To the Editor:
Re “Could Trump Have Saved More Lives?,” by Ross Douthat (column, Sept. 6):
Mr. Douthat spends most of the article comparing the U.S. Covid deaths with those of “peer countries.” This premise is faulty, as there are no comparable countries. The United States is far wealthier than any other country; we had a pandemic playbook all ready to go; we have some of the best medical facilities and most well-trained medical personnel in the world.
In both theory and practice we were primed to meet this challenge. Only President Trump’s incompetence has made us comparable. Had Mr. Trump not thrown away the pandemic playbook handed to him by President Barack Obama and disbanded the team responsible for pandemic preparedness, the death toll would have been far smaller. The financial toll would have been far smaller as well.
So to answer Mr. Douthat’s question, Mr. Trump’s response has not been “mediocre”; it has been “catastrophic.” A “normal” president would have used the playbook to direct a comprehensive national response, including invoking the Defense Production Act right away to provide personal protective equipment, testing equipment, ventilators at reasonable cost and innumerable other essential items we lacked.
If ever there was a national disaster requiring a competent president, this was it. About 145,000 deaths too many (the number suggested by David Leonhardt) are on Mr. Trump’s watch, if not on his conscience.
Steven Kahn
Caroline Kahn
Princeton, N.J.
The writers are, respectively, a retired surgeon and a psychologist.
To the Editor:
“Could Trump Have Saved More Lives?” I do not feel the need to engage in speculation regarding the unknowable. What I do know is that our president did not want to off-board Americans stranded on a cruise ship in March because he didn’t want the number of Covid cases to rise: “I like the numbers being where they are. I don’t need to have the numbers double because of one ship.”

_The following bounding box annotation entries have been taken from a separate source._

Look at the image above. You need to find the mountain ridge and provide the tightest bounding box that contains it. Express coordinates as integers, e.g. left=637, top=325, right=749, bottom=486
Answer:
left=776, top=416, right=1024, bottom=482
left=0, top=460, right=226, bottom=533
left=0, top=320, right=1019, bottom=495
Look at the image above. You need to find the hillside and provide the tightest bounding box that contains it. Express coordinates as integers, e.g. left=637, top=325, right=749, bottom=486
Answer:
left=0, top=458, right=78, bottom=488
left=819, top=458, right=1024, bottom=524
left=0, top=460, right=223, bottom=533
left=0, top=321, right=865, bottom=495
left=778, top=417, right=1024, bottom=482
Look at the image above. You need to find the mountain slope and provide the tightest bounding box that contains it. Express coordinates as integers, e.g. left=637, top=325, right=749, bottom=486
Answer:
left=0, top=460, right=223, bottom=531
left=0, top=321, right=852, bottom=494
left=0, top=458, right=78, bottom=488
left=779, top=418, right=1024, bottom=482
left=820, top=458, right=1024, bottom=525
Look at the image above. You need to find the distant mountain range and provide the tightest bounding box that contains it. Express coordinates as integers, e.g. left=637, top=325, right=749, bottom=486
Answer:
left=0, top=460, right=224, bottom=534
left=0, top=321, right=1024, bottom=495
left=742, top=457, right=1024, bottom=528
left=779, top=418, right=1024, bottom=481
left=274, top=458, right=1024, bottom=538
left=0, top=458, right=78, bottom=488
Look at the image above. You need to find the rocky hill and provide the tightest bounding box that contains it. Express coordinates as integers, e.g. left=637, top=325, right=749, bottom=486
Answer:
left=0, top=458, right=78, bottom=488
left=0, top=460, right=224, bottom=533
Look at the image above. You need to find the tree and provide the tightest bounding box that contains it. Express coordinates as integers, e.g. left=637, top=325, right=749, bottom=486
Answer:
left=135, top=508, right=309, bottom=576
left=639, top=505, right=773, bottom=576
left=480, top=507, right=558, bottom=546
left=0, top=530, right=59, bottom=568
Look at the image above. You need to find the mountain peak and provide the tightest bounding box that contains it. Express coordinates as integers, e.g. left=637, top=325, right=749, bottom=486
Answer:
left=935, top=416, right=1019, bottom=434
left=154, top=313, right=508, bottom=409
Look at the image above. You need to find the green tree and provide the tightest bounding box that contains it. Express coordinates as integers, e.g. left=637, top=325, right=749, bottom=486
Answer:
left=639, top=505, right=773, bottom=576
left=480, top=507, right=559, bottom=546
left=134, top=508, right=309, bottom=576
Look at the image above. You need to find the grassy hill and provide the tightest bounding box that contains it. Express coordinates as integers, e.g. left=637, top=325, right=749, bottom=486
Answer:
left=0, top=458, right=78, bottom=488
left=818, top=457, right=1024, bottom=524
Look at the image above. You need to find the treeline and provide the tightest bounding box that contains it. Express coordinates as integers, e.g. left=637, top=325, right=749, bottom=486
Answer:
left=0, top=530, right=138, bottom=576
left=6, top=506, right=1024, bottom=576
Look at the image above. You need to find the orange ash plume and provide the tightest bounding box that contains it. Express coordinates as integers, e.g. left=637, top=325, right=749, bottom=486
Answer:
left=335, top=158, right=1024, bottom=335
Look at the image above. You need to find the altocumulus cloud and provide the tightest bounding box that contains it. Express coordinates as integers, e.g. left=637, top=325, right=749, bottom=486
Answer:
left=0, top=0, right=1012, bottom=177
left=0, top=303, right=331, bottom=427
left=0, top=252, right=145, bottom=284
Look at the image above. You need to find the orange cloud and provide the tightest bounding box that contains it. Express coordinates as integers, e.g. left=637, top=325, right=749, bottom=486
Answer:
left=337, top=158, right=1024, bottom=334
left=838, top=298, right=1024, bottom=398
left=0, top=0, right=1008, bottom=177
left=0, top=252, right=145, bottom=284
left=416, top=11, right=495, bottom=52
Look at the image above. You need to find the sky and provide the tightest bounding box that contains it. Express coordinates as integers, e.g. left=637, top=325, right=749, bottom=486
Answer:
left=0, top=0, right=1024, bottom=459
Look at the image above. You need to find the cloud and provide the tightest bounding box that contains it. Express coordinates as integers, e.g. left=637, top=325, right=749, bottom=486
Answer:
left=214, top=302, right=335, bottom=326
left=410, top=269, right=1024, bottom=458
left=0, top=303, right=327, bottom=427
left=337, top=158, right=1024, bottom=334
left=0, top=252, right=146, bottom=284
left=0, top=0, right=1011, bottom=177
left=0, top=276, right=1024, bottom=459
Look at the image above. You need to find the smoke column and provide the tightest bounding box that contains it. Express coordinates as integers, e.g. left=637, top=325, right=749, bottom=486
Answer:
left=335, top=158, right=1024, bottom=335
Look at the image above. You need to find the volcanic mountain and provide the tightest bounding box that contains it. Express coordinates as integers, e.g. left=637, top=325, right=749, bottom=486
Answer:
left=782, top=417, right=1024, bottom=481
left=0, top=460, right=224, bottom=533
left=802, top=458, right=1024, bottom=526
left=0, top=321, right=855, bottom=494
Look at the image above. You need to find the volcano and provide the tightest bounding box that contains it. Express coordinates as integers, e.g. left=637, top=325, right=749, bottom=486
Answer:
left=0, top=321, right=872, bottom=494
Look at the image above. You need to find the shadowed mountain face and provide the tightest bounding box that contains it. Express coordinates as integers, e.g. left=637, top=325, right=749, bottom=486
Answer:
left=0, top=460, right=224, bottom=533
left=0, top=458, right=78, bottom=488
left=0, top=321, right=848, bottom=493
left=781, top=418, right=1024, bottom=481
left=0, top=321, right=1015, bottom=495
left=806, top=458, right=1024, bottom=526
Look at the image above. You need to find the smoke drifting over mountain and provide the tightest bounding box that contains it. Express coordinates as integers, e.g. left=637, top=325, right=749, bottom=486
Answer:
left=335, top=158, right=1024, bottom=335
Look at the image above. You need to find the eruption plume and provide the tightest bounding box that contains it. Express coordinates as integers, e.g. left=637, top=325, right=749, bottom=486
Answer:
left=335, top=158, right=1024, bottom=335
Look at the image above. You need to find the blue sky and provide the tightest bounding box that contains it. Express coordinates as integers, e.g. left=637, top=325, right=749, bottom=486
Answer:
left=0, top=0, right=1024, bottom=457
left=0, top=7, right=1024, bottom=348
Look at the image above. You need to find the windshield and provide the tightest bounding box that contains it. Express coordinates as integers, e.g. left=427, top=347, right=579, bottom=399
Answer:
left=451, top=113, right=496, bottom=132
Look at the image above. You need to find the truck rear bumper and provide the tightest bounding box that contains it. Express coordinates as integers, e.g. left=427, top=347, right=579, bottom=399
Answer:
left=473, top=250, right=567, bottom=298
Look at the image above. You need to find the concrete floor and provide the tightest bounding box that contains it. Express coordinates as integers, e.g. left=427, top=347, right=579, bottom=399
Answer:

I do not know what the body count would be under a more “normal” president, but I do know that the persistent feeling of dread I experience would be ameliorated by the knowledge that my government’s priorities were in service of my and my fellow citizens’ well-being, as opposed to the president’s poll numbers. The fact that this president can be counted on for only one thing consistently — and that is to put his interests first — should be disqualifying. Period.
Delene Wolf
San Francisco
To the Editor:
Wait a second, Ross Douthat. Isn’t Canada a “similarly positioned and sized” country to the United States in your comparison of Covid deaths per capita? Why was it left out and only Latin American countries of the Americas included?
Canada’s death rate from the virus is half of what we’ve suffered here in the United States. This seems like a much more comparable figure against which to judge the president’s success in protecting American lives.
Sharon Mullally
Philadelphia
To the Editor:
Ross Douthat attempts to answer whether more U.S. lives could have been saved by comparing the Covid-19 experience in the United States with that of countries in Western Europe and Latin America. That is neither relevant nor informative.
Rather, the question of whether more lives could have been saved in the United States is answered by looking at how President Trump responded to warnings about Covid when he was first informed of it, and whether U.S. outcomes would be different had his administration acted more quickly, forcefully and effectively with a clear and consistent message.
Researchers at Columbia University in a study released in May determined that approximately 36,000 lives may have been saved early in the pandemic had Mr. Trump taken seriously the mid-January warnings he received and then acted promptly with strong mandates involving masks, distancing, testing and tracing.
Instead, Mr. Trump ignored these warnings. Wanting to take credit for a strong economy he inherited from the Obama administration, he has made false and misleading statements suggesting that everything was “under control” and that the virus would magically “just disappear.”
It seems to me that the response of the Trump administration is a far more relevant and better answer to Mr. Douthat’s question than the experience of other countries.
Peter R. Gluck
Chevy Chase, Md.
The writer is professor emeritus of political science and public administration at the University of Michigan-Flint.